Wednesday, October 3, 2012
A three-judge panel of the Second Circuit extended an earlier temporary stay of district Judge Katherine B. Forrest's ruling that the government's detention authority in Section 1021 of the National Defense Authorization Act was unconstitutional.
The stay means that Judge Forrest's ruling does not go into effect unless and until the Second Circuit affirms it. But the panel ruling also put the case on an expedited briefing schedule, with the government's opening brief due on November 2. The reasons given by the panel suggest that the Second Circuit is all but certain to reverse Judge Forrest's ruling.
We previously posted on Judge Forrest's ruling, with background and analysis.
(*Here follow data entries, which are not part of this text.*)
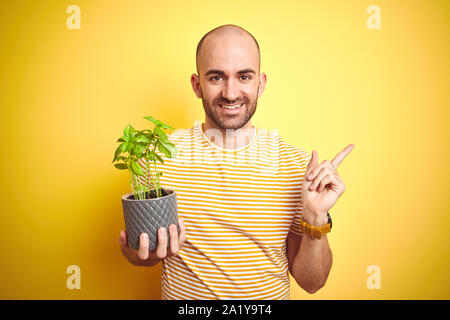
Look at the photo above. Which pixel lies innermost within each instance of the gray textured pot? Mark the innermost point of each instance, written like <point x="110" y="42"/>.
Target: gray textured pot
<point x="148" y="216"/>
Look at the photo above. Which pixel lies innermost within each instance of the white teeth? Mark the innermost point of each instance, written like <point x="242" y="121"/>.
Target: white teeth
<point x="232" y="107"/>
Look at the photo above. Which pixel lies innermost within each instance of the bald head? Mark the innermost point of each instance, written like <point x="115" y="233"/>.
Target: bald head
<point x="231" y="34"/>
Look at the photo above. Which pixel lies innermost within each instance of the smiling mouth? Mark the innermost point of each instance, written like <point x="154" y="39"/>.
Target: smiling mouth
<point x="231" y="107"/>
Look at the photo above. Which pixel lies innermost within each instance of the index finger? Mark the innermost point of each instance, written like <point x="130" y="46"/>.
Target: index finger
<point x="312" y="162"/>
<point x="341" y="155"/>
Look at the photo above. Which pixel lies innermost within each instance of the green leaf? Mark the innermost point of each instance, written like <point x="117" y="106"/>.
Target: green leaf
<point x="130" y="146"/>
<point x="142" y="139"/>
<point x="121" y="166"/>
<point x="123" y="147"/>
<point x="127" y="132"/>
<point x="171" y="149"/>
<point x="159" y="123"/>
<point x="136" y="168"/>
<point x="161" y="134"/>
<point x="139" y="149"/>
<point x="163" y="149"/>
<point x="116" y="154"/>
<point x="159" y="158"/>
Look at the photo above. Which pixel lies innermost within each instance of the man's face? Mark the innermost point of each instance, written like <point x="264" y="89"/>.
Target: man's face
<point x="229" y="80"/>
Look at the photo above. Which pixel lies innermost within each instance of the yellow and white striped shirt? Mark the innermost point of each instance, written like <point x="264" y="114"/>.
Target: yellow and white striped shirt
<point x="238" y="207"/>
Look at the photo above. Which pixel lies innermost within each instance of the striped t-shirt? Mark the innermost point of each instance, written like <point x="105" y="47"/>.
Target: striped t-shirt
<point x="238" y="207"/>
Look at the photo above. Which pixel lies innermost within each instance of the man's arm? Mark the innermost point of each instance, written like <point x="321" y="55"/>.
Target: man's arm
<point x="309" y="261"/>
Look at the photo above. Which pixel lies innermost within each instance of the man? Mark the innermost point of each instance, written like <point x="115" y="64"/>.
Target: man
<point x="246" y="211"/>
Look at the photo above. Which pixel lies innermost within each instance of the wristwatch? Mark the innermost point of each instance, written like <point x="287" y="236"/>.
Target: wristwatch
<point x="313" y="231"/>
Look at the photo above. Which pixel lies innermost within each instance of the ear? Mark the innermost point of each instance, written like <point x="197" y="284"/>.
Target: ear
<point x="262" y="83"/>
<point x="195" y="82"/>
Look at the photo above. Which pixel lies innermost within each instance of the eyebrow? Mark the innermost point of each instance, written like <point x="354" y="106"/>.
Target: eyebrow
<point x="215" y="71"/>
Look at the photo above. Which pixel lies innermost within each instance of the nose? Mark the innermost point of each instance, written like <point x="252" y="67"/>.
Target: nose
<point x="230" y="90"/>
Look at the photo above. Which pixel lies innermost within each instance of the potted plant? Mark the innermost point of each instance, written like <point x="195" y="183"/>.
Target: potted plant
<point x="149" y="206"/>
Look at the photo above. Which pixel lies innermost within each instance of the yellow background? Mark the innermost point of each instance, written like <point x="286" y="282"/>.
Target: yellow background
<point x="66" y="95"/>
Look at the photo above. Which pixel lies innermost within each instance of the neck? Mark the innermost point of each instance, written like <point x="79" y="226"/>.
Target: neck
<point x="229" y="138"/>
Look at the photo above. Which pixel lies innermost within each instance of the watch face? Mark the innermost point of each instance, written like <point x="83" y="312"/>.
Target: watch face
<point x="329" y="221"/>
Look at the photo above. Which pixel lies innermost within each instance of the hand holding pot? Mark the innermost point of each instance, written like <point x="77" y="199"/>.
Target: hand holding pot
<point x="144" y="257"/>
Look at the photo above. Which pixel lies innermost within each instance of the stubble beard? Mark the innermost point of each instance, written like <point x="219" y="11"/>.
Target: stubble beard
<point x="237" y="122"/>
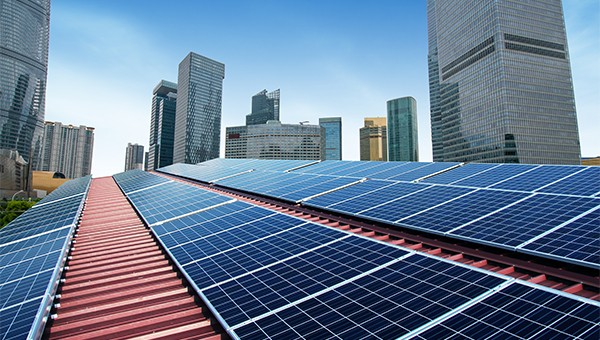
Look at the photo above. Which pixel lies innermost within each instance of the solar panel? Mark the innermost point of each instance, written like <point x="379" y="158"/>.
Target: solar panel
<point x="395" y="209"/>
<point x="347" y="193"/>
<point x="584" y="183"/>
<point x="455" y="213"/>
<point x="392" y="301"/>
<point x="537" y="178"/>
<point x="578" y="241"/>
<point x="459" y="173"/>
<point x="521" y="311"/>
<point x="526" y="219"/>
<point x="495" y="175"/>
Recall that Section 1021 authorizes detention of any "covered person," defined as follows:
(2) A person who was part of or substantially supported al-Qaeda, the Taliban, or associated forces that are engaged in hostilities against the United States or its coalition partners, including any person who has committed a belligerent act or has directly supported such hostilities in aid of such enemy forces.
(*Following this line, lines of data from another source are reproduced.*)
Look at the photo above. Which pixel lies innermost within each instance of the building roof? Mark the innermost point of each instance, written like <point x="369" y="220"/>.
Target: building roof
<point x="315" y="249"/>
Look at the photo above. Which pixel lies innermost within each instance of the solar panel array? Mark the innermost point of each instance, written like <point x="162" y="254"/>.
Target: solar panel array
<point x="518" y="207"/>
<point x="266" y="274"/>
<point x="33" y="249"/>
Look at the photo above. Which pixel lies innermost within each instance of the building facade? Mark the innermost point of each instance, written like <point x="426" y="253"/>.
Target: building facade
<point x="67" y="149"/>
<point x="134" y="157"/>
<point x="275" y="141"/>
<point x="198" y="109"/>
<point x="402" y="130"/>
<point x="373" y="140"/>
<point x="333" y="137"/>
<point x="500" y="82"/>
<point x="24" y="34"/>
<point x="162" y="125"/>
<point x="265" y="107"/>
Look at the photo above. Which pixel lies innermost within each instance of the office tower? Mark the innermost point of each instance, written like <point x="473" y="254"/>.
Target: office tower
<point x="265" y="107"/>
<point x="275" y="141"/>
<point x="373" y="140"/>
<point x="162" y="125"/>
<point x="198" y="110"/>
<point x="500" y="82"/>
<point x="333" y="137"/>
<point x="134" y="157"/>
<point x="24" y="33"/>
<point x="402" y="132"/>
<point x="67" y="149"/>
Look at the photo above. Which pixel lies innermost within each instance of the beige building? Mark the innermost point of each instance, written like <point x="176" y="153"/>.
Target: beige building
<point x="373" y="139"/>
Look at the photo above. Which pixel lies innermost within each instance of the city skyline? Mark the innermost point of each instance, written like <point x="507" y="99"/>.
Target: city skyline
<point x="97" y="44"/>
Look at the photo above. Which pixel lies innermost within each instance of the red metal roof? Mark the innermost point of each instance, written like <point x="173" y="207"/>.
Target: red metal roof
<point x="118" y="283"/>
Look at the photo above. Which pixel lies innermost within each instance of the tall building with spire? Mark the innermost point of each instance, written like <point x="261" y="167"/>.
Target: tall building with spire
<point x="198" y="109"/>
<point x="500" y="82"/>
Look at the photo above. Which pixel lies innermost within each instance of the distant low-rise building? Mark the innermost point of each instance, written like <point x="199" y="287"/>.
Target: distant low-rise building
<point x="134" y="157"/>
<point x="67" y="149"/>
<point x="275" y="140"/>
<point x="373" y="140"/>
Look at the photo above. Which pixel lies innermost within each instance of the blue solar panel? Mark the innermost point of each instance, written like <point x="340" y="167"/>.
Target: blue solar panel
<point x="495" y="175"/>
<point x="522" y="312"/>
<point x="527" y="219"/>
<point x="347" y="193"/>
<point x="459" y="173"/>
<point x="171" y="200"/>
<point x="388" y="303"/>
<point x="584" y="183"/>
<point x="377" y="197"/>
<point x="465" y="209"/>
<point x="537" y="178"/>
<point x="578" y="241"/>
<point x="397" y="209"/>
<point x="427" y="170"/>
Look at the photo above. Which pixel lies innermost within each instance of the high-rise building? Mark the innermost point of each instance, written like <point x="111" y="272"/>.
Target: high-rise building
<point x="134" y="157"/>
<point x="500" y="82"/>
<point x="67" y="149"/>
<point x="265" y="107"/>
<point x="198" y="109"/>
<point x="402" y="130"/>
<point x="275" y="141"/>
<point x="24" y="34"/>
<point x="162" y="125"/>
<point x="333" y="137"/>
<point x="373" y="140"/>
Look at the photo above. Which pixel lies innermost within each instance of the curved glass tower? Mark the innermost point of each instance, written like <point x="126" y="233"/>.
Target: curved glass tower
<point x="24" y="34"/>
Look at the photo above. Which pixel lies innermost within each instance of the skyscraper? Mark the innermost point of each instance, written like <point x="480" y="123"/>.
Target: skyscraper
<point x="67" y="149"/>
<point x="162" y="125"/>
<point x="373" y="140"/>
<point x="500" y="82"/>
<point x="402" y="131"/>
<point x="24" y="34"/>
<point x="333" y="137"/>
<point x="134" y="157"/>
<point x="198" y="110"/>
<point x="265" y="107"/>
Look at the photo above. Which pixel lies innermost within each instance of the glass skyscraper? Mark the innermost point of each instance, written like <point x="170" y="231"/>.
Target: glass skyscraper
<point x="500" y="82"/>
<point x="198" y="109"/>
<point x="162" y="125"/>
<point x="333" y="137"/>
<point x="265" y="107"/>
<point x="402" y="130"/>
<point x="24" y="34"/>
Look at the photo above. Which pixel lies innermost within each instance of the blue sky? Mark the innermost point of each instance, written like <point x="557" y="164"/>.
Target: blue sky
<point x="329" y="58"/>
But the Section also says that it's not intended to change the scope of detention authority under the AUMF.
Plaintiffs, a group of writers, journalists, and activists, sued, arguing that the Section's language was pliable enough to include them, putting them at risk of detention. The core of their case was that Section 1021 swept more broadly than the government's prior detention authority under the AUMF. They also said it was unconstitutionally vague and violated their First Amendment rights. The government maintained that Section 1021 only codified existing detention authority. Judge Forrest agreed with the plaintiffs and issued a permanent injunction.
Soon after Judge Forrest ruled, however, an applications judge entered a temporary stay. The panel's ruling made that stay permanent, pending appeal.
The panel issued the stay for three reasons. First, it said that the government clarified that the plaintiffs "are in no danger whatsoever of ever being captured and detained by the U.S. military." Next, it said that the Section on its face does not affect existing rights of U.S. citizens or others arrested in the United States. (Compare Judge Forrest's ruling, which held that Section 1021 expanded government detention authority that existed under the AUMF.) Finally, it said that Judge Forrest's injunction "appears to go beyond [Section 1021] itself and to limit the government's authority under the [AUMF]."
The panel's curt reasons suggests that the Second Circuit is quite likely to reverse Judge Forrest's ruling on the merits.